I often refer to Daiwa Ryu Jujutsu as a traditional martial art. But it was founded in 1979 — barely three decades old. So how can I justify that claim?
First and foremost, this is not a claim that Daiwa Ryu is a koryu. Koryu are Japanese martial arts which can demonstrate their existance before the westernisation of Japan. This is frequently taken to be those martial arts known to be in existence before the introduction of the sword laws in 1867. Koryu tend to be taught in small, intimate groups. The teaching is based on kata: a formalised set of attacks and responses. The senior grade typically takes the role of attacker — bad guy — and is ultimately defeated.
At the other end of the spectrum, there are many modern jujutsu styles which teach in a very different fashion. In the UK, one example would be the Jitsu Foundation. These groups have adopted techniques and teaching styles for a different audience, with less emphasis on kata and more on contest and self defence applications.
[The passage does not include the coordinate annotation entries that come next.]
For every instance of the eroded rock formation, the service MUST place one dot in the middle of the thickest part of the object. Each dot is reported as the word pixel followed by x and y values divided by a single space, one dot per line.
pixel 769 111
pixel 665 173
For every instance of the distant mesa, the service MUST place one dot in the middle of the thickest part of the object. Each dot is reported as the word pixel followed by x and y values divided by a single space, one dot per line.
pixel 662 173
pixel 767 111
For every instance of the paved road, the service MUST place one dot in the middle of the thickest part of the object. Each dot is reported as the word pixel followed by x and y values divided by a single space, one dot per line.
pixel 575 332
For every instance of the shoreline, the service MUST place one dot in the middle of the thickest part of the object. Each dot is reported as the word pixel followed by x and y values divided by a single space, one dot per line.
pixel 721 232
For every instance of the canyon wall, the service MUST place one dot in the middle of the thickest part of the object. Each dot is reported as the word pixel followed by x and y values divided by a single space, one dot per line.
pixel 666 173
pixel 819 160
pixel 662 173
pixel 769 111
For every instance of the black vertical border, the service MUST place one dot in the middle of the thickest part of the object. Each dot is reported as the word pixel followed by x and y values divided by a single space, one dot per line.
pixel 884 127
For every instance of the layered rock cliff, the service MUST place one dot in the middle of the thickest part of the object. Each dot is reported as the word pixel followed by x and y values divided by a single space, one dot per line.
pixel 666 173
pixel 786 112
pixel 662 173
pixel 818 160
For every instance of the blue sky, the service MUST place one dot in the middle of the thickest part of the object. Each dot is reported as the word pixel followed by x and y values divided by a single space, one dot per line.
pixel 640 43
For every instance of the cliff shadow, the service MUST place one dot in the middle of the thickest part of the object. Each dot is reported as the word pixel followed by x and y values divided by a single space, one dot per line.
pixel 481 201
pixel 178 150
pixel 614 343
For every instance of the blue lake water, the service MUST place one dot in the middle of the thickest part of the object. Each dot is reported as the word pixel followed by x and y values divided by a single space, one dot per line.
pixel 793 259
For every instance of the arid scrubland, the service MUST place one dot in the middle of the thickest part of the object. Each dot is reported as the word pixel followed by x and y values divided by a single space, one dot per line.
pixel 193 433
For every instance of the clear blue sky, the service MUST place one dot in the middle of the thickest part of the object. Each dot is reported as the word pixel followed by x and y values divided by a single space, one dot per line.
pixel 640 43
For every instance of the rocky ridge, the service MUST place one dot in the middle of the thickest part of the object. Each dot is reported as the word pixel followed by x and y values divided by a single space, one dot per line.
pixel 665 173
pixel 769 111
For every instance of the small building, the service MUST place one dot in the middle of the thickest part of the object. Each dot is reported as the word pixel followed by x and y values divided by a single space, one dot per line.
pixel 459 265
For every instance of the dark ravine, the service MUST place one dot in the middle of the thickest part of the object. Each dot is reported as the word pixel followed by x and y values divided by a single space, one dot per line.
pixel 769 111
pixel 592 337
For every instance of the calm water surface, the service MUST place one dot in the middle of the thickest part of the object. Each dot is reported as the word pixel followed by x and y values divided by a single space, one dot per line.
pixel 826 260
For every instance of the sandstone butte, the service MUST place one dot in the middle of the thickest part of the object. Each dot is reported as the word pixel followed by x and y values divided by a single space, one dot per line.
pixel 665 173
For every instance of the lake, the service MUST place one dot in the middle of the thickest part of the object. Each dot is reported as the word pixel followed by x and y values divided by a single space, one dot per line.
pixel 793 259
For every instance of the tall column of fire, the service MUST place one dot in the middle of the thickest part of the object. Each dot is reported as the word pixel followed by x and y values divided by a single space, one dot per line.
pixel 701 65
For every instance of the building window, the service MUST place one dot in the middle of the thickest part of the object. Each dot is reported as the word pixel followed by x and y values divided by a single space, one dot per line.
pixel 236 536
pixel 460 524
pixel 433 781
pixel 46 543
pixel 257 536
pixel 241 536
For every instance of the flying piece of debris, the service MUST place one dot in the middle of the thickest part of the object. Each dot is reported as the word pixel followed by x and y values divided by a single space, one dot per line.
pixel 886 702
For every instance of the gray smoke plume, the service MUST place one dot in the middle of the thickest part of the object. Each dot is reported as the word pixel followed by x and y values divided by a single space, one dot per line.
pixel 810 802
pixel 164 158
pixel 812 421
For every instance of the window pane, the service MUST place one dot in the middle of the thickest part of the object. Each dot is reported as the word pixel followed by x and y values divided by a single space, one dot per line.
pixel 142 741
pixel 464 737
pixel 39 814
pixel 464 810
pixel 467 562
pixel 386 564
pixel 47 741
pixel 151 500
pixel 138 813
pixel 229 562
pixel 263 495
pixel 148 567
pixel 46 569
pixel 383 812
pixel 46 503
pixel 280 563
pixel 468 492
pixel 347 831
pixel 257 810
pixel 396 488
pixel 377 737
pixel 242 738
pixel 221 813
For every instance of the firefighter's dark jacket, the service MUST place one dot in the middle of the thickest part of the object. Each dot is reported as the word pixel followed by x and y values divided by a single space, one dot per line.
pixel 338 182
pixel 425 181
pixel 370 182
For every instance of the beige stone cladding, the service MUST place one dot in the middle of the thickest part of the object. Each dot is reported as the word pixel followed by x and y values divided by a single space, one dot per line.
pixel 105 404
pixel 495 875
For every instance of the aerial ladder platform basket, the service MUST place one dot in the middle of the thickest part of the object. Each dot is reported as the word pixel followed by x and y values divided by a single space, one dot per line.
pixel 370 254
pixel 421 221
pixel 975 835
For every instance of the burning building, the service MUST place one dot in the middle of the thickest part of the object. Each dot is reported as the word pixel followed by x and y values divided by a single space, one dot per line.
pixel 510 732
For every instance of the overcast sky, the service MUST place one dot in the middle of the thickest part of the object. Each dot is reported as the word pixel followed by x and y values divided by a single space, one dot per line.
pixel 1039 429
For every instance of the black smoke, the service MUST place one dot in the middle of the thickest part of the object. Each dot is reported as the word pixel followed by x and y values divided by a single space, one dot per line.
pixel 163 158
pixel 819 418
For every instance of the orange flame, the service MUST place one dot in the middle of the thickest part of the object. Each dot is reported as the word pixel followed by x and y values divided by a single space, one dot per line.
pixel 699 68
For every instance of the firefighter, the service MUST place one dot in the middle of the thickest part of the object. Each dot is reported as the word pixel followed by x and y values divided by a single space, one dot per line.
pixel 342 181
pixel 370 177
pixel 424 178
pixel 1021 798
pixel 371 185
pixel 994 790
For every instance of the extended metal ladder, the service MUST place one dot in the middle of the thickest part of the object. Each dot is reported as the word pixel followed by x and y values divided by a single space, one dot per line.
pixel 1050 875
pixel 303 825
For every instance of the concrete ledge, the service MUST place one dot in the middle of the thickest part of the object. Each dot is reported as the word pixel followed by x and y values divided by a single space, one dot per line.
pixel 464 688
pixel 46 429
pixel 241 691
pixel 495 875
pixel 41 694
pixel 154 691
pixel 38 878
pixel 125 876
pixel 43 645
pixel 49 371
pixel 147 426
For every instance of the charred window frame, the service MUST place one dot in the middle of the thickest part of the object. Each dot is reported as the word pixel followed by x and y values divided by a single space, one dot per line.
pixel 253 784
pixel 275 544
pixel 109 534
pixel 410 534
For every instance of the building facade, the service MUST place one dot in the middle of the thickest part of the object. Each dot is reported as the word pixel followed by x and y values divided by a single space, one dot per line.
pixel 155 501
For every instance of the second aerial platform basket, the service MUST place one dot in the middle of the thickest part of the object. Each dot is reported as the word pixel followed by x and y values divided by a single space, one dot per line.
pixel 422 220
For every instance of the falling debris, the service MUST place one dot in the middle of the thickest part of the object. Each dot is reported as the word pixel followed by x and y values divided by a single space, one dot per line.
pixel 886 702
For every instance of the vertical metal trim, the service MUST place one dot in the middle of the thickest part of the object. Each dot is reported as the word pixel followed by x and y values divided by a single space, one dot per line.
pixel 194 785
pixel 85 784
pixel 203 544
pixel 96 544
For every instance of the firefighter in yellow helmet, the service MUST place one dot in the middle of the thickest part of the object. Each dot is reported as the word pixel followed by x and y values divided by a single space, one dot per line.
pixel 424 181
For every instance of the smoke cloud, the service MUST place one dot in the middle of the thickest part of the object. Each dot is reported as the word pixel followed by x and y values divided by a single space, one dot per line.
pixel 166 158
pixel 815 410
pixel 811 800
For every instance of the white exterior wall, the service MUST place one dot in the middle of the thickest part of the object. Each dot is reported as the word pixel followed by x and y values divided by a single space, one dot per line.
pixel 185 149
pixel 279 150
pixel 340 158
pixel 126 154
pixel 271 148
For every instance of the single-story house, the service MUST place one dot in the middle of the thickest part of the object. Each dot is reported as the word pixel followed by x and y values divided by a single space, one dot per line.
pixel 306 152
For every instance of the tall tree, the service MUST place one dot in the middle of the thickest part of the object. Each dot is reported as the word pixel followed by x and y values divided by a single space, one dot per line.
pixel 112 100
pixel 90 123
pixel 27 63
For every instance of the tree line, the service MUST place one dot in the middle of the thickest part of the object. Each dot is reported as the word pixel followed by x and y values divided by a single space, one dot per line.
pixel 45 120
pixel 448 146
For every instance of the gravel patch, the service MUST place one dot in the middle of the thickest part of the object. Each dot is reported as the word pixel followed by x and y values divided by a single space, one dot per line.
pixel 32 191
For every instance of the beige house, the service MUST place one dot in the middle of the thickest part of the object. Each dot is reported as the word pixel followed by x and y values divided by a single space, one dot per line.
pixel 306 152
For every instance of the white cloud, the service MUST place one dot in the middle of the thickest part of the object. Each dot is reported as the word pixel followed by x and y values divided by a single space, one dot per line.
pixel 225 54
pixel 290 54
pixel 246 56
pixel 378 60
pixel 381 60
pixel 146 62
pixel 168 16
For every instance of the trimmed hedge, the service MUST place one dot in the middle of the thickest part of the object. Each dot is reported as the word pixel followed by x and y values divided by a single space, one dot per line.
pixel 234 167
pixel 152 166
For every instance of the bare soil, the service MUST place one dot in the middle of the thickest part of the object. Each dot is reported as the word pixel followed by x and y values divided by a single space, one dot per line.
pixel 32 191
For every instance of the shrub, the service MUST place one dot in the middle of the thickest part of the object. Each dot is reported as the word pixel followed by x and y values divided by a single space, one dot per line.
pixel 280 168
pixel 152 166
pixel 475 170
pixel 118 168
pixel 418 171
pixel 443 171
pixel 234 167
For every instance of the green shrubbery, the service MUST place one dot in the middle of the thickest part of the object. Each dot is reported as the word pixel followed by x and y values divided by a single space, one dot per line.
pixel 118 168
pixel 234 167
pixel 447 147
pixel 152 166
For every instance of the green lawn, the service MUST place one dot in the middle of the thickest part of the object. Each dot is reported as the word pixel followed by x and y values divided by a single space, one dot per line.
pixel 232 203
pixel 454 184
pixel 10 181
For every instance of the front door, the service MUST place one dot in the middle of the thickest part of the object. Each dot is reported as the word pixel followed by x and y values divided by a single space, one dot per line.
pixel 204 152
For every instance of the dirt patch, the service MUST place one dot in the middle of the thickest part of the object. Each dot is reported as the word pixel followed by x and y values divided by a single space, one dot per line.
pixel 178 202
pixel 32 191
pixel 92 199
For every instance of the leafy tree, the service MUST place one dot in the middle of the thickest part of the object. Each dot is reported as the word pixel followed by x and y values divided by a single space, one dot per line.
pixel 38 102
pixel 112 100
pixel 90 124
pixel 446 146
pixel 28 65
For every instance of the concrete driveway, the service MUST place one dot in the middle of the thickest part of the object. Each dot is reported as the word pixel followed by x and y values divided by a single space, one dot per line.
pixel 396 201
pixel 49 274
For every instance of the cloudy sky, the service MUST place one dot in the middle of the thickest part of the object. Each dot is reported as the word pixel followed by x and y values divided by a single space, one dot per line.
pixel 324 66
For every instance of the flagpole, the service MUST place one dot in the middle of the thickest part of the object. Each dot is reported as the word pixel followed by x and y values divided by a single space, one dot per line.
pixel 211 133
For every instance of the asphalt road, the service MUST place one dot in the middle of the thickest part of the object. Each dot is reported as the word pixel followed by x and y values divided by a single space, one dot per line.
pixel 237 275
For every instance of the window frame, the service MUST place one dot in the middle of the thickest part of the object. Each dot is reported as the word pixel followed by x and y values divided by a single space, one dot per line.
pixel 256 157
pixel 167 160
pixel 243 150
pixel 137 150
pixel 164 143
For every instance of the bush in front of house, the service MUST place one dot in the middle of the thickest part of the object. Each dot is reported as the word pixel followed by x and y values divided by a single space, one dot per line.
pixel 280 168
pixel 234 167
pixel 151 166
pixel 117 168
For the Jitsu Foundation, and others, this has been hugely successful with clubs opening up all over the country and a large active membership
So where does Daiwa Ryu fit in? The underlying curriculum is kata based: two people performing a predetermined series of movements to demonstrate a technique, and commit it to muscle memory. Attention is paid to the smallest details of the kata, a little finger turned out or a slight rotation of a joint all combine to allow the technique to be effective. The kata we are practising is derived from Hakko Ryu Jujutsu, in turn derived from one of the koryu: Daito Ryu.
Classes are small — typically a handful of people, with a high proportion of experienced practicioners. This allows us to train with a high degree of attention to detail. In turn, that attention to detail tends to discourage a number of beginners who are looking for a more dynamic approach.
As well as our underlying lineage, we have other influences: the other martial arts which members of the club have studied. Martial art schools differ in their approach to cross training in other martial arts. Some actively discourage it, others, like us, are keen to welcome students of other styles and benefit from the different perspective. So the Daiwa Ryu taught in Oxfordshire builds on the same underlying kata as Daiwa Ryu taught elsewhere, but is influenced by my own background in other martial arts: notably aikido, judo, other jujutsu styles and shorinji kempo.